I've been out of Saratoga for 2 days and it's absolutely killing me. I mean, it's beautiful here and the weather's great. I just miss everyone SO much.

We all went out Tuesday night and had a blast at dinner one last time. I had flashbacks from my birthday and we laughed till it hurt. Then most of us went to Uncommon one last time. Played Cranium. Then I had to say goodbye to Laura which totally sucked. I was pretty good with the tears though, until she and her mom were walking out and she turned back and just looked at me. I almost lost it right there...

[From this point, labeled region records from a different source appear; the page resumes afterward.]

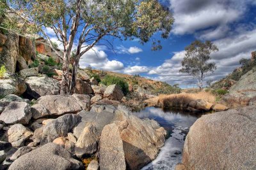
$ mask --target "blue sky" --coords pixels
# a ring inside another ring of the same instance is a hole
[[[196,81],[179,70],[185,46],[194,40],[212,41],[220,50],[212,55],[217,70],[206,80],[224,77],[239,66],[241,58],[250,58],[256,50],[256,0],[160,2],[170,8],[175,19],[169,38],[161,39],[162,50],[152,52],[151,43],[141,45],[137,39],[111,39],[115,52],[106,46],[96,46],[95,52],[89,51],[81,59],[80,67],[90,65],[95,69],[139,74],[186,88]]]

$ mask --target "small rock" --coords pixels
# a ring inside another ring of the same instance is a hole
[[[29,146],[23,146],[23,147],[19,148],[16,151],[16,152],[14,153],[13,155],[12,155],[12,156],[10,158],[10,159],[12,160],[15,160],[20,156],[31,152],[31,150],[32,150],[32,148],[30,148]]]
[[[100,145],[100,169],[126,169],[123,141],[116,124],[104,127]]]
[[[87,167],[87,170],[99,170],[99,162],[95,160],[93,160],[90,162]]]
[[[34,67],[22,69],[20,71],[19,73],[20,75],[23,78],[36,76],[38,74],[38,68]]]
[[[25,102],[11,102],[0,115],[0,120],[6,124],[28,124],[31,118],[29,105]]]
[[[52,143],[56,143],[57,145],[64,146],[66,143],[67,139],[64,137],[59,137],[56,138]]]
[[[110,100],[121,101],[124,94],[121,89],[116,85],[111,85],[107,87],[104,94],[104,98]]]

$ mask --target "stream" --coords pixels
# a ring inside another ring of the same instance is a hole
[[[182,161],[183,146],[189,127],[202,114],[190,115],[180,110],[154,107],[146,108],[134,114],[141,118],[155,120],[168,133],[157,158],[142,169],[175,169],[176,164]]]

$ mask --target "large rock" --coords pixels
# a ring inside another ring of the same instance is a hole
[[[61,146],[50,143],[17,159],[9,170],[67,170],[82,168],[83,164],[73,159]]]
[[[8,71],[14,73],[19,55],[19,36],[14,33],[1,35],[4,38],[0,45],[0,66],[5,66]]]
[[[106,89],[104,97],[110,100],[120,101],[124,97],[121,89],[116,85],[111,85]]]
[[[19,70],[28,69],[28,66],[27,63],[26,62],[25,59],[20,55],[19,55],[18,57],[17,66],[17,68]]]
[[[33,132],[22,124],[12,125],[4,134],[4,140],[8,141],[13,147],[24,146],[25,141],[33,136]]]
[[[75,92],[76,94],[90,94],[93,93],[90,85],[86,81],[83,81],[79,79],[76,80]]]
[[[92,89],[94,94],[104,94],[106,89],[98,85],[92,85]]]
[[[44,127],[41,144],[52,142],[58,137],[67,136],[80,120],[77,115],[67,114],[51,121]]]
[[[204,115],[190,127],[183,150],[187,169],[254,169],[256,106]]]
[[[256,104],[255,68],[243,75],[222,97],[221,103],[230,108],[239,108]]]
[[[188,106],[197,110],[210,110],[213,106],[212,103],[198,99],[189,103]]]
[[[0,115],[0,120],[6,124],[28,124],[31,118],[30,106],[25,102],[11,102]]]
[[[86,103],[87,96],[77,96],[76,95],[74,96],[76,96],[76,98],[71,96],[61,95],[41,97],[32,106],[34,118],[37,119],[48,115],[62,115],[66,113],[77,113],[83,110],[82,106],[84,108],[90,107],[89,104]],[[76,99],[81,99],[79,101],[81,105]]]
[[[20,71],[20,74],[23,78],[29,76],[36,76],[38,74],[38,68],[33,67],[30,69],[24,69]]]
[[[0,96],[8,94],[22,95],[26,90],[25,81],[15,74],[6,74],[4,80],[0,80]]]
[[[41,96],[57,95],[60,92],[59,81],[47,76],[28,77],[26,83],[28,85],[26,94],[36,99]]]
[[[126,169],[123,141],[116,124],[106,125],[100,140],[100,169]]]

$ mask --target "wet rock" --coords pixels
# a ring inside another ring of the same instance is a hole
[[[59,81],[47,76],[28,77],[26,83],[28,85],[26,94],[36,99],[41,96],[57,95],[60,89]]]
[[[23,78],[30,77],[30,76],[36,76],[38,74],[38,68],[28,68],[20,70],[19,72],[20,75]]]
[[[104,94],[104,98],[110,100],[121,101],[124,94],[121,89],[116,85],[111,85],[107,87]]]
[[[252,106],[202,116],[190,127],[182,164],[187,169],[254,169],[255,115]]]
[[[104,127],[100,143],[100,169],[126,169],[123,142],[116,125]]]
[[[73,159],[61,146],[46,144],[18,158],[10,166],[10,170],[19,169],[79,169],[83,164]]]
[[[79,96],[77,96],[77,98]],[[82,99],[83,98],[82,97]],[[86,97],[79,101],[84,108],[88,106]],[[74,97],[70,96],[45,96],[39,98],[32,106],[35,118],[49,115],[62,115],[66,113],[76,113],[83,110]],[[35,111],[34,111],[34,110]]]
[[[80,119],[77,115],[67,114],[50,122],[44,127],[41,144],[52,142],[58,137],[67,136]]]
[[[31,118],[30,106],[25,102],[11,102],[0,115],[0,120],[6,124],[28,124]]]
[[[92,160],[88,166],[87,170],[99,170],[99,162],[95,160]]]
[[[101,99],[102,99],[103,97],[102,96],[100,95],[95,95],[93,97],[92,97],[91,99],[91,102],[92,103],[95,103],[97,101],[100,101]]]

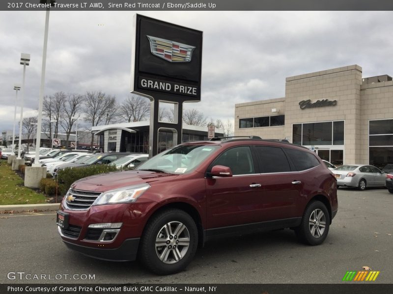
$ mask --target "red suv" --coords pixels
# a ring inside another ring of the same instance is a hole
[[[183,144],[137,170],[74,183],[57,212],[67,246],[159,274],[218,236],[290,228],[323,242],[337,209],[335,177],[308,149],[261,139]]]

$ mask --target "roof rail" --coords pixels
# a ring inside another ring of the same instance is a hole
[[[259,136],[231,136],[230,137],[214,137],[214,138],[211,138],[209,141],[222,141],[223,139],[229,139],[233,138],[246,138],[247,139],[262,139],[262,138]]]

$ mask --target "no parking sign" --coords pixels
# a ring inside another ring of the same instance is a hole
[[[52,145],[54,146],[60,146],[60,139],[55,138],[52,141]]]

Leaving Wednesday was the worst. I knew it was going to be bad. I watched class and every few minutes looked at the clock and realized that I didn't have much time left with everyone. As class ended, I watched Christy and Amy do reverence and I just couldn't hold back anymore. Thank goodness for the box of tissues next to me. I said goodbye to Julie first. She hugged me and told me she loved me and I knew right then that it was never going to be the same. Then I headed toward Christy who tried to run away from me. I hugged her and didn't want to let go. Then I walked out and gave one last longing look into the studio...For the first time ever I wanted more than anything to be in pointe class. Then I had to say goodbye to Amy. After 9 years, I never thought it'd happen. The tears were flowing freely at that point, so I had no shame left. I just let loose, told her I loved her and that I was proud of her. She walked away from the studio and stood at the end of the parking lot and looked back at me. God that hurt. Then, Aggie and I went to see Mr. steele so I could say goodbye to him...that sucked too. The man that I've put 11 years of faith, and passion into, and I had to walk away like it was nothing. Then Aggie and I got in her van, and as we drove away from the building that I've spent the last 11 years of free time in, all the girls and Julie in the studio stood at the window and waved.

So yeah...that was about 20 min of my life that seemed to go on for 20 years.

OK..so, I guess I'm done for now....Thank you all for everything! I couldn't have done this without all the support I've received from everyone over the past year and in years past. I love you all and I miss you more than you could know!!!!!!